In effect you seem to think that adding two probabilities should always result in a probability. That's necessarily so when the two probabilities relate to mutually exclusive events, but is not so in general.

As a reductio ad absurdum suppose we deal from a simplified deck with 1-card suits. Each player gets a single card. The probability of East to have a singleton is 1. Same for North, South, and West. The total of the probabilities is 4. Do you agree? If not, where do you claim I went wrong?

Of course 4 is not a probability. It does have a name though. It's called the "expected" number of singletons in a deal. ("Expected" means about the same as "average", except that "expected" generally applies to a mathematically defined situation where it makes sense to average over an infinite number of trials.)

Returning to 52 card deals, again it is possible for more than one hand in a deal to have a singleton. If each of East, West, and North is 50% to have a singleton then over 1000 deals we expect 1500 hands with a singleton. 1500/1000 or 1.5 is then the expected number of hands with a singleton per deal. Nothing paradoxical or peculiar.

Err, in this case, each of the other three hands has a more than 1/3
chance to contain a singleton, and the total probability is more than 1.

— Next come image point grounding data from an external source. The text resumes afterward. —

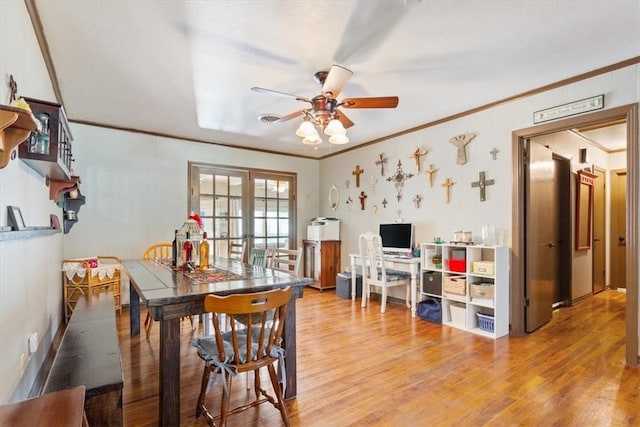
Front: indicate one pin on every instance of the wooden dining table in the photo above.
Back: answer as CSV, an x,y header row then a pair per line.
x,y
171,294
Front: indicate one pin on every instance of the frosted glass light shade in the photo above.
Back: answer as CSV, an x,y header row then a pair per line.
x,y
305,129
339,139
334,127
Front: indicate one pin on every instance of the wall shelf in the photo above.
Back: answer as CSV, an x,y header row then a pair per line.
x,y
15,126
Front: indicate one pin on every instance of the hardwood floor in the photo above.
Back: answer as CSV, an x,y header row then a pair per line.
x,y
360,367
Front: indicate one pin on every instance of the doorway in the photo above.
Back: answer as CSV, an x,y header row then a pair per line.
x,y
629,114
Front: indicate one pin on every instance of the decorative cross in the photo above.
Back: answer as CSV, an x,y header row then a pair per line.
x,y
398,179
482,183
362,197
447,185
381,162
461,142
357,171
13,88
372,183
416,200
416,156
430,172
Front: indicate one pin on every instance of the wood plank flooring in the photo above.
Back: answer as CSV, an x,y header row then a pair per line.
x,y
358,367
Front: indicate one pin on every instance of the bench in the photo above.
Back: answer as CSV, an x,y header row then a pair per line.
x,y
89,355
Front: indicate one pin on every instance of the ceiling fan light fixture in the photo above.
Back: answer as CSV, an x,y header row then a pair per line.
x,y
306,129
334,127
339,139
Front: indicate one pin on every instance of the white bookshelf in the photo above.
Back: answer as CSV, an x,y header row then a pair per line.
x,y
457,262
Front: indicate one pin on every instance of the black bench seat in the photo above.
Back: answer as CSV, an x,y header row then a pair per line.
x,y
89,355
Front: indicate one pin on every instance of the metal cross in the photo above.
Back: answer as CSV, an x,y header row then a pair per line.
x,y
357,171
362,197
381,162
482,183
416,156
461,142
398,179
447,185
430,172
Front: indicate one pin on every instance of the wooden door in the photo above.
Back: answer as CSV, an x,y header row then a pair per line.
x,y
599,231
618,228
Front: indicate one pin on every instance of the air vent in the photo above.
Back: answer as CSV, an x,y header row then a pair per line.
x,y
268,118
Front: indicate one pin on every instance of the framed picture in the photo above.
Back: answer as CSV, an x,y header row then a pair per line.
x,y
15,218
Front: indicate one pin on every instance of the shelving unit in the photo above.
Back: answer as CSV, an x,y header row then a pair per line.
x,y
469,280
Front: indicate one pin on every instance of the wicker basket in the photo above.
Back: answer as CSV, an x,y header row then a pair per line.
x,y
456,285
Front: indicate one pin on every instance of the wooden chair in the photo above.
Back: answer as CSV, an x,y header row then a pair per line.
x,y
156,252
225,353
374,272
237,250
286,260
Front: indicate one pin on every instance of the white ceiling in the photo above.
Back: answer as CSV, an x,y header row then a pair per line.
x,y
185,68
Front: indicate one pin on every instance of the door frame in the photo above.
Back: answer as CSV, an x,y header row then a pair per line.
x,y
630,114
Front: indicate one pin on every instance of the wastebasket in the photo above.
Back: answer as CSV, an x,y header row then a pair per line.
x,y
343,285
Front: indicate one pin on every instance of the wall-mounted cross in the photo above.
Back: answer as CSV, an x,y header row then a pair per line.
x,y
362,197
357,171
381,162
430,172
482,183
447,185
461,142
416,156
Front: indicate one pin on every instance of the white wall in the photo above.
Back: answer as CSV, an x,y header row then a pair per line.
x,y
30,287
435,218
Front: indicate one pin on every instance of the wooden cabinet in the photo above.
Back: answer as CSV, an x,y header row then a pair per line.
x,y
90,276
322,262
48,150
472,283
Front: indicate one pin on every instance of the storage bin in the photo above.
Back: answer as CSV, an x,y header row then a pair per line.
x,y
432,282
457,313
456,285
483,267
343,285
458,265
484,291
485,322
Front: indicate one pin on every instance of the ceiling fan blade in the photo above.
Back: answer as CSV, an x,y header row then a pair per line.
x,y
275,92
346,122
291,116
374,102
336,79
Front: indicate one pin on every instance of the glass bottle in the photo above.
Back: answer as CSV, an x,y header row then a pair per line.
x,y
187,249
174,249
204,252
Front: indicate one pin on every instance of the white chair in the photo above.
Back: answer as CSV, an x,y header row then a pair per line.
x,y
286,260
374,272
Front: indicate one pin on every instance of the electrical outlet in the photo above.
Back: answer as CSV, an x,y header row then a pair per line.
x,y
23,363
33,343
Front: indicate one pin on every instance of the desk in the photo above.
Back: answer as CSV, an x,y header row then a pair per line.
x,y
412,265
170,295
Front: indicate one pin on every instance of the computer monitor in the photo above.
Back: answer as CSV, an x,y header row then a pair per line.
x,y
397,237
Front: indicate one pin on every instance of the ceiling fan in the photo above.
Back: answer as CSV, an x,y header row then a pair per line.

The reason is that there might be more than one singleton among the
other hands. For example, say we have a 12=1=0=0 hand; someone will have
a singleton spade, up to two people might have a singleton club or
diamond, we have a singleton heart but up to two other players might
also have one. So the average number of singletons among the other
three players is more than 1.

The average number of singletons held by a particular, specific other
player is 1/3 the average number of singletons among the other three
players (by symmetry). The probability that a particular, specific other
player holds at least one singleton is slightly less than this (because
the average counts hands with two singletons twice and with three
singletons three times, whereas the probability counts these cases only
once).

In cases where multiple results can't happen, your reasoning is correct.
For example, each of the other players has a 1/3 chance of holding a
spade singleton, 1/3 of the 100% chance that a spade singleton exists;
the reason your reasoning works here is that multiple spade singletons
are impossible when someone has a 12=1=0=0 hand, neither within the same
hand or between two different hands.

That's disappointing as it testifies that you didn't manage to understand even the simple examples I provided you. What was your reaction to my reduction ad absurdum - the 4 card deck? Plug your ears and bellow "I'm not listening"?
ais523 handled this well -- fortunately as it's not rewarding to me to play with you the one-sided game where you write but don't read.

From those words no one could understand what you think Brenner asserted. (What "the"? Why plural?) From the discussion history one could guess that you imagine if Brenner denies that "all men are rich" he must be claiming that "no man is rich."